The impact of the EQT line affected adidas forever. The image created for the EQT collection turned 30º the three adidas stripes and ended up replacing the trefoil debuted on the adidas SL 72.
adidas Predator
The idea was complex and difficult to accept, but those soccer boots made your shots unique. The adidas Predator of 1994 and its evolutions adidas Touch or adidas Accelerator completely changed the way of understanding the design of soccer footwear and its striking image influenced an entire generation.

adidas Ultraboost
A new technology, Boost, was both desired for its performance and style.

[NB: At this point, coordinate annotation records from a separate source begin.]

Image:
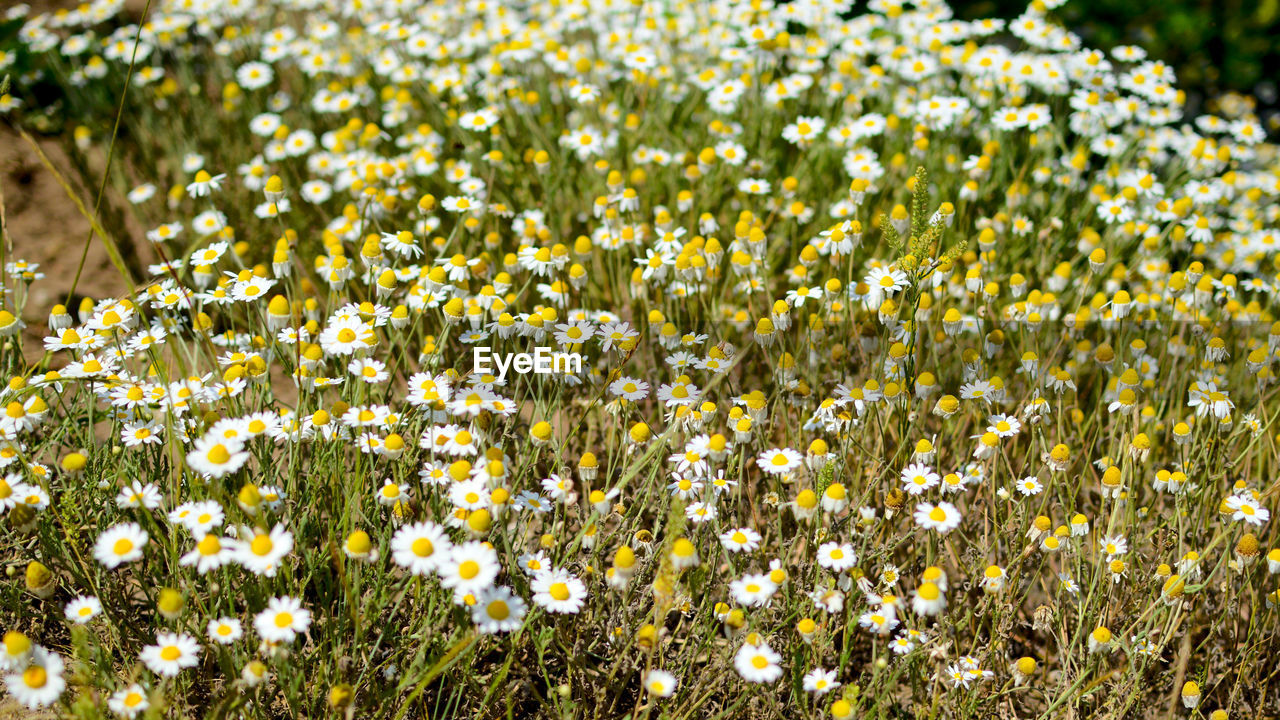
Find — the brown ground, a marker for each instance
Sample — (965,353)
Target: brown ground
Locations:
(45,227)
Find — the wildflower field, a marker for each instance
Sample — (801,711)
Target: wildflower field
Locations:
(927,368)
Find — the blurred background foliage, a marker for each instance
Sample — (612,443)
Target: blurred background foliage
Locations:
(1215,46)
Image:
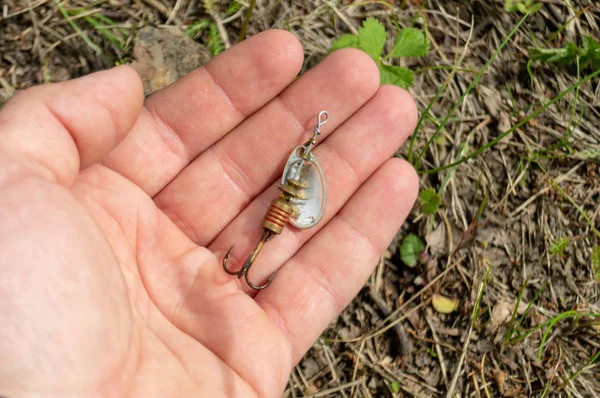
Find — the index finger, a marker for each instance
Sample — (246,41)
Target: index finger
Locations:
(182,120)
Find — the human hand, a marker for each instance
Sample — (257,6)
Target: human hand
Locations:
(115,214)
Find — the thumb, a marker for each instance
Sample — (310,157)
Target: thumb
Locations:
(55,130)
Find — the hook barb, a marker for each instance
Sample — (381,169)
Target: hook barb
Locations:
(243,272)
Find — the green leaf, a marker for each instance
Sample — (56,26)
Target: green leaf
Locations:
(398,75)
(590,52)
(372,37)
(195,29)
(410,42)
(596,262)
(410,249)
(215,44)
(561,56)
(344,41)
(430,201)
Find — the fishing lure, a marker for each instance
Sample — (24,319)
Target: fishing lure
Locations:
(300,203)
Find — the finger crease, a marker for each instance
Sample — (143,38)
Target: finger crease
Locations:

One of those sneakers, the adidas Ultraboost, cross-cutting sneakers that manage to change the paradigm of an era, with it came back the running silhouettes and comfort as an added value.

adidas SPZL
Aware of the importance of its designs in different urban subcultures, adidas teamed up with Gary Aspden to recover some of the brand’s mythical stories and silhouettes. From 2014, the adidas SPZL collections are a celebration of the brand’s archives to recover almost forgotten models that tell their own stories and those of several generations related to music and fashion. Reissues, inspirations and new creations that tell new stories.
adidas NMD
A perfect example of merging adidas legacies and new technologies. The adidas NMD wore Boost and Primeknit, and their deeply contemporary styling had obscure references to models from the adidas archives.